Zora Murff’s Corrections comes at a crucial moment. Electronic monitoring (EM) has come into its own in the age of GPS. Faster, more accurate and more reliable than previously-used radio-based devices, GPS technologies provide the state agencies responsible for managing sentenced and pre-trial citizens with the rhetoric and assurances of security. EM is painted as a more humane, productive and progressive means of social control. Companies such as iSecure, Trac, Secure Alert, Pro Tech, GEO and Omnilink, which manufacture ankle bracelets, also talk up the cost savings to their state and county agency clients.
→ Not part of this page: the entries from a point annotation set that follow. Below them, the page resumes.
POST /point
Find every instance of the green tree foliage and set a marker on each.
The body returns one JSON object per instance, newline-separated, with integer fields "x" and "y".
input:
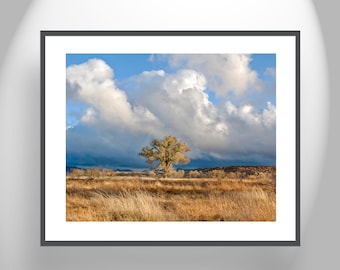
{"x": 164, "y": 153}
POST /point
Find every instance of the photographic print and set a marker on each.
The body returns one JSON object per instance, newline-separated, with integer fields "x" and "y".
{"x": 164, "y": 138}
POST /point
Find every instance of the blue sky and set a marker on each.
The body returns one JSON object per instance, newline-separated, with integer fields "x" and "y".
{"x": 223, "y": 106}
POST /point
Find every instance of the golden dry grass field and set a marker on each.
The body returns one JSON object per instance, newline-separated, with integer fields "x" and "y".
{"x": 210, "y": 195}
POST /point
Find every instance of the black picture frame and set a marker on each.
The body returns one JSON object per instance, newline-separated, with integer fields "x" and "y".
{"x": 46, "y": 34}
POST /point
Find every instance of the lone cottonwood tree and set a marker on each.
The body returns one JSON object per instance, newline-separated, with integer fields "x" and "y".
{"x": 164, "y": 153}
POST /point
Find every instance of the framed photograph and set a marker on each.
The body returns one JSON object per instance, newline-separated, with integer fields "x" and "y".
{"x": 170, "y": 138}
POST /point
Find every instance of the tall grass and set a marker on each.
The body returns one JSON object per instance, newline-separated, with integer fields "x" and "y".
{"x": 147, "y": 199}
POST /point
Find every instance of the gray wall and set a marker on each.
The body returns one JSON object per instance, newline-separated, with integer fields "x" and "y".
{"x": 320, "y": 239}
All this to say, that this moment, in which we as a society are turning ever more faithfully to electronic monitoring, is not based solely on enlightened policy based upon enlightened morals and the prioritization of the human, but based also on salesmanship in growth industries and the rhetorical promise of redemption through technology. Corrections is an opportunity to reflect upon what it means to rely on widespread, diffuse, and near total surveillance to correct antisocial behaviors. Furthermore, it is an opportunity to interrogate the outcomes of such surveillance upon larger society and the problems GPS-powered panopticism purports to address. Do ankle bracelets prevent criminal acts? Does EM propel, distract or compliment our investment in educational, economic and healthcare systems, which we know to improve citizens and reduce antisocial behaviors?